Les donneurs de sang font l'objet d'un suivi à différentes étapes du processus de don. Plusieurs organismes interviennent dans ce dispositif, notamment l'Établissement français du sang (EFS), l'Agence nationale de sécurité du médicament et des produits de santé (ANSM) et Santé publique France.
L'ensemble de ces acteurs contribue à la sécurité transfusionnelle, mais leurs missions sont différentes. L'EFS assure notamment le prélèvement, la qualification biologique des dons et la gestion des produits sanguins. L'ANSM assure la mise en œuvre de l'hémovigilance et de la sécurité transfusionnelle, tandis que Santé publique France coordonne la surveillance épidémiologique des donneurs de sang.
Le rôle de l'EFS
L'EFS réalise, sur les dons prélevés, les analyses nécessaires à la qualification biologique des produits sanguins. Ces examens permettent notamment de rechercher certaines infections transmissibles par transfusion et de vérifier la conformité des produits avant leur utilisation. La réglementation prévoit notamment le dépistage des infections par le VIH, les virus des hépatites B et C, la syphilis et, dans certaines situations, l'HTLV. Le dépistage du virus de l'hépatite E est également réalisé sur l'ensemble des dons depuis mars 2023.
Lorsqu'une anomalie biologique est détectée, le donneur est informé et fait l'objet d'une prise en charge adaptée. Les produits sanguins concernés peuvent être écartés de la transfusion et, lorsque cela est nécessaire, les dons antérieurs peuvent également faire l'objet d'investigations afin d'évaluer le risque pour les produits déjà distribués.
Le rôle de l'ANSM et de l'hémovigilance
L'ANSM assure la mise en œuvre de l'hémovigilance et de la sécurité transfusionnelle en France. Elle coordonne les actions des différents acteurs et reçoit notamment les déclarations d'effets indésirables graves survenus chez les donneurs, les incidents graves, les effets indésirables chez les receveurs et les informations post-don.

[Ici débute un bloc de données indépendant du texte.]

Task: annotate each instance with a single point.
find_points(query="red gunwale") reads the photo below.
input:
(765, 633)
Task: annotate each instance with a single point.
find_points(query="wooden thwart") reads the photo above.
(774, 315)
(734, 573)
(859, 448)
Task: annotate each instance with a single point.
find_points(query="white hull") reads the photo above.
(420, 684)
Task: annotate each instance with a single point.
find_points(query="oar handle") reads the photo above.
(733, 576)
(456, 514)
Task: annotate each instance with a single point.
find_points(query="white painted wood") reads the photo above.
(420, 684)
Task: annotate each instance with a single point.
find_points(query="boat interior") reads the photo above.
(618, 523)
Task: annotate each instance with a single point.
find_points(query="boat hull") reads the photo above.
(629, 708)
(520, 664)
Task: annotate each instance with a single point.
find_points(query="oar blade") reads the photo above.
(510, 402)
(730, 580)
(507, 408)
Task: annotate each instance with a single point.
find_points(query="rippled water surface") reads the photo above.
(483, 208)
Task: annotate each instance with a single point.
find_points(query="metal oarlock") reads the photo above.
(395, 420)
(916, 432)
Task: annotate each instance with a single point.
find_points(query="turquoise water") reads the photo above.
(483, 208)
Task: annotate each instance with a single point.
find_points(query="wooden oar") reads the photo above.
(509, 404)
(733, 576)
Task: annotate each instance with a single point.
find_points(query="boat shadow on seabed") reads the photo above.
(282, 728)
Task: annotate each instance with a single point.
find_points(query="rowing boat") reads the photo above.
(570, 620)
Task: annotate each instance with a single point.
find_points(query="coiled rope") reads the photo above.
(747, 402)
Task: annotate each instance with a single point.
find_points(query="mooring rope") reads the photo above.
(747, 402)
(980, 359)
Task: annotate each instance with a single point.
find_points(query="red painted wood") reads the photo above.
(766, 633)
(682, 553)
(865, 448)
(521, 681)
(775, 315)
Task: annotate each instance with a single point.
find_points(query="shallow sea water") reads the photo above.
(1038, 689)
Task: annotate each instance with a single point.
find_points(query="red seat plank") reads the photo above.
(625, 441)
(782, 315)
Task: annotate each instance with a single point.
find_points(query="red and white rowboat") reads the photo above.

Les événements déclarés font l'objet d'une analyse afin d'identifier les circonstances de leur survenue et, lorsque cela est nécessaire, de mettre en place des mesures permettant de réduire le risque de récidive. Les enseignements issus de cette surveillance peuvent ainsi contribuer à l'amélioration des pratiques et à la sécurité des donneurs et des receveurs.
L'hémovigilance constitue donc un système national associant notamment l'ANSM, l'EFS, les établissements de santé, les professionnels de santé et les coordonnateurs régionaux d'hémovigilance et de sécurité transfusionnelle.
Le rôle de Santé publique France
Santé publique France coordonne la surveillance épidémiologique des donneurs de sang. Cette surveillance permet notamment de suivre la fréquence et l'évolution des infections transmissibles par le sang dans cette population et d'estimer le risque résiduel de transmission de certaines infections par transfusion.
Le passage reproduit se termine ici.